Woody Allen a démontré avec Vicky Cristina Barcelona (2007) et Midnight in Paris (2011) son talent pour exprimer au cinéma le génie d’une ville.

 C’est à Rome que nous transporte son dernier film, « To Rome with love ». Tous les clichés de la vie romaine s’y trouvent : le chanteur d’opéra, les paparazzi, la prostituée, les hommes d’affaires. On y retrouve aussi avec plaisir Woody Allen comme acteur, dans un rôle où il est naturellement marié à une psychanalyste.

 L’amour dont il est question dans le film, c’est celui d’un jeune couple qui décide de monter de sa province de Pordenone à la capitale pour connaître enfin la grande vie. C’est aussi celui que le cinéaste éprouve visiblement pour Rome et ses habitants.

 Le film juxtapose plusieurs sketches, dans la grande tradition du cinéma italien. Jerry (Woody Allen lui-même), ancien metteur en scène d’opéras,  identifie en Gian Carlo, le père de son futur gendre, un ténor génial. Le problème de Gian Carlo, c’est qu’il ne sait chanter que dans sa douche. Qu’à cela ne tienne : John imagine une douche mobile décorée à l’antique, dans laquelle le personnage principal interprète sur scène son rôle en virtuose, sans cesser de se laver. C’est tellement énorme que l’effet comique est immédiat : le génie de Fellini rôde ! Et aussi celui de Woody Allen lui-même. Comme Gian Carlo est entrepreneur de pompes funèbres, l’épouse de Jerry, en bonne psychanalyste, ne lui ménage aucun décodage : si tu crois bon de mettre en scène un croque-mort, c’est que tu ne parviens pas à faire le deuil de ta carrière professionnelle et à accepter sereinement la retraite !

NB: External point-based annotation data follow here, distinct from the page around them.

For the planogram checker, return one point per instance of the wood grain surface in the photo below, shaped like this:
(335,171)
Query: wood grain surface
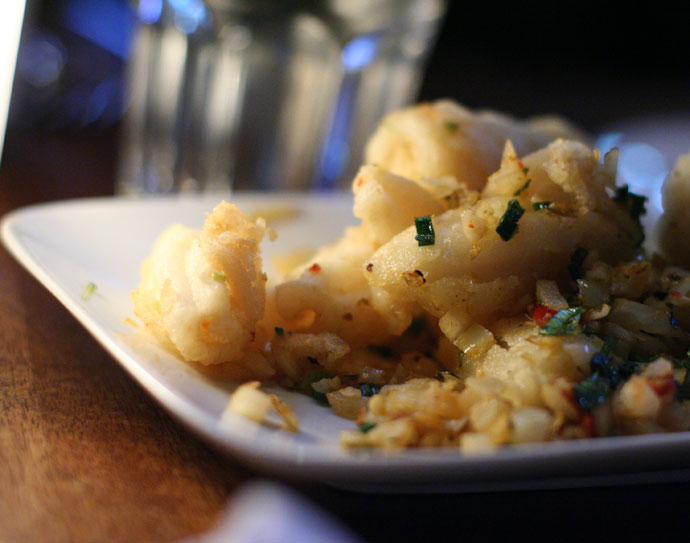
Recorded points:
(85,454)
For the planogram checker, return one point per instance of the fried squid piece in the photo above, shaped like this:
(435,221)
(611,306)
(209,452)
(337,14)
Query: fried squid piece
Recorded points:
(446,139)
(673,228)
(527,224)
(202,292)
(330,293)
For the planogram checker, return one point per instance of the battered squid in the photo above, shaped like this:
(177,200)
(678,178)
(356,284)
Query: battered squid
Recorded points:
(202,292)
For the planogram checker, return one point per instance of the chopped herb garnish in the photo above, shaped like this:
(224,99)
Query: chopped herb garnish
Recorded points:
(563,322)
(523,187)
(381,350)
(89,291)
(627,369)
(602,364)
(425,231)
(537,206)
(592,392)
(369,389)
(319,396)
(508,223)
(451,126)
(364,427)
(605,377)
(217,276)
(576,261)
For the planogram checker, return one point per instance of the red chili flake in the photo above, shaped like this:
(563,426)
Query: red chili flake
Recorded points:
(662,385)
(542,314)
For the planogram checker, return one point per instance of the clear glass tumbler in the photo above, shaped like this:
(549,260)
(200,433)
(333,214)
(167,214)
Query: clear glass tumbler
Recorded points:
(265,94)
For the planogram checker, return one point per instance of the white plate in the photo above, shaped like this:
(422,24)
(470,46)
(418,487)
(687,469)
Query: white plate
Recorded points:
(66,245)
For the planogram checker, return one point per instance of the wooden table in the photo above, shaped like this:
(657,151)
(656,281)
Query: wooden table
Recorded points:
(86,455)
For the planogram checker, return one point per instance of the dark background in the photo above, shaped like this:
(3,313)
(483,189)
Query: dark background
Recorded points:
(590,61)
(593,62)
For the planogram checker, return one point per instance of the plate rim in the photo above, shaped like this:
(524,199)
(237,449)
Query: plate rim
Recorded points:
(420,469)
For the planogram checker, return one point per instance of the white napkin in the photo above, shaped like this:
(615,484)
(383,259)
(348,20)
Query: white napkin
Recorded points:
(265,512)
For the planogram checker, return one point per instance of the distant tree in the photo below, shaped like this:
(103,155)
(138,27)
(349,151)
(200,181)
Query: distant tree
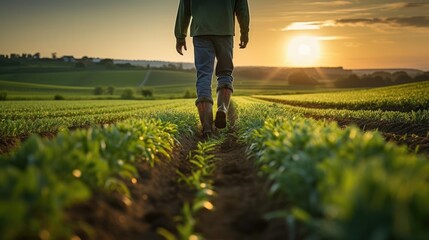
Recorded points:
(80,64)
(3,96)
(98,90)
(401,77)
(58,97)
(422,77)
(108,63)
(301,78)
(127,94)
(110,90)
(189,94)
(147,93)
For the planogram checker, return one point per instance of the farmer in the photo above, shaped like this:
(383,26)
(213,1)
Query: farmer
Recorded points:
(212,29)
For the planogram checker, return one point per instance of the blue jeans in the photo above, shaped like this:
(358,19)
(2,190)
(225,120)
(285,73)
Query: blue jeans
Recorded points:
(206,50)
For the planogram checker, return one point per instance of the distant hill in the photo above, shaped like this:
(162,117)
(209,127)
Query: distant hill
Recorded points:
(321,74)
(409,71)
(156,64)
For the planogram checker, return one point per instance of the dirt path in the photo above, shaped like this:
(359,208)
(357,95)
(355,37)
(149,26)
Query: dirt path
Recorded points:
(157,199)
(241,200)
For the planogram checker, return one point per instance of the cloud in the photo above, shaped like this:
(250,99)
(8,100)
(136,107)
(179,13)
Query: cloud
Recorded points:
(417,21)
(404,5)
(331,38)
(307,25)
(413,5)
(331,3)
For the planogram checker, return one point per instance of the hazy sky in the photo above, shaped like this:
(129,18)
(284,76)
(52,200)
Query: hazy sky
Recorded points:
(353,34)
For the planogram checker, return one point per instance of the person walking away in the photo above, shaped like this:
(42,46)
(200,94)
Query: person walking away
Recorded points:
(213,30)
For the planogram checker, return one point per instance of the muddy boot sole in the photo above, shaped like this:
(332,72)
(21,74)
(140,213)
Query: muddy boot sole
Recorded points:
(220,121)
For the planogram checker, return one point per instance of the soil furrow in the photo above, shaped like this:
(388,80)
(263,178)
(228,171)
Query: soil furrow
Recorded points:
(156,199)
(241,198)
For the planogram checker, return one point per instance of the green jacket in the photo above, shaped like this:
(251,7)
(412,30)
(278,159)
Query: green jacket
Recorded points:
(211,17)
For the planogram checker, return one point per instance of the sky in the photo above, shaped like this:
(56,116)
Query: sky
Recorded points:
(350,33)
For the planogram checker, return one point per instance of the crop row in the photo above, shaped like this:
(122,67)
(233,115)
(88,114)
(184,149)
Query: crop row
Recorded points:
(417,117)
(31,124)
(404,98)
(342,183)
(43,176)
(54,113)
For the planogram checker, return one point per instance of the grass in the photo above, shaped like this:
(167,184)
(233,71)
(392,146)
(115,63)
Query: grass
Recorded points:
(79,84)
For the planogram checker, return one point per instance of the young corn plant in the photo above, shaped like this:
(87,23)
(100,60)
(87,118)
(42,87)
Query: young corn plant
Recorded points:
(202,161)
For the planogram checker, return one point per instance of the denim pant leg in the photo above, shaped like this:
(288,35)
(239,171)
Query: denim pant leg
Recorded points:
(224,67)
(204,63)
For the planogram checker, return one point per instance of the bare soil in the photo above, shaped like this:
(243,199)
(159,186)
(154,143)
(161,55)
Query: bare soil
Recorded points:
(155,200)
(241,200)
(240,203)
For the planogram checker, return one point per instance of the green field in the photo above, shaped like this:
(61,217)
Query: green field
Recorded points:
(301,163)
(43,81)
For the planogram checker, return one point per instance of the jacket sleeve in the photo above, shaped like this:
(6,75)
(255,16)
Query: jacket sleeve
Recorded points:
(182,20)
(243,16)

 Roberto Benigni est dans le rôle d’un homme absolument quelconque propulsé dans la célébrité par la télévision poubelle. Le moindre détail de sa vie quotidienne, comme la manière dont il beurre ses toasts au petit déjeuner, devient l’objet de commentaires sans fin. Il sera rejeté dans l’anonymat aussi vite qu’il s’était trouvé sous les projecteurs.

 Penélope Cruz joue une prostituée en pleine possession de son art qui se retrouve pour un jour mêlée à la vie sociale et intime d’un jeune homme timide et de bonne famille.

 Dans l’un des sketchs, un architecte célèbre rencontre un débutant qui vit dans l’appartement même du Trastevere dans lequel il avait vécu lorsqu’il était étudiant. Comme un ange gardien il le met en garde contre le danger que la sulfureuse Monica fait courir au couple harmonieux qu’il forme avec Sally. En vain, bien sûr !

 « To Rome with love » n’est pas le meilleur film de Woody Allen. Mais on rit de bon cœur et on se laisse charmer par la poésie colorée d’humour qui se déprend de la ville de Rome.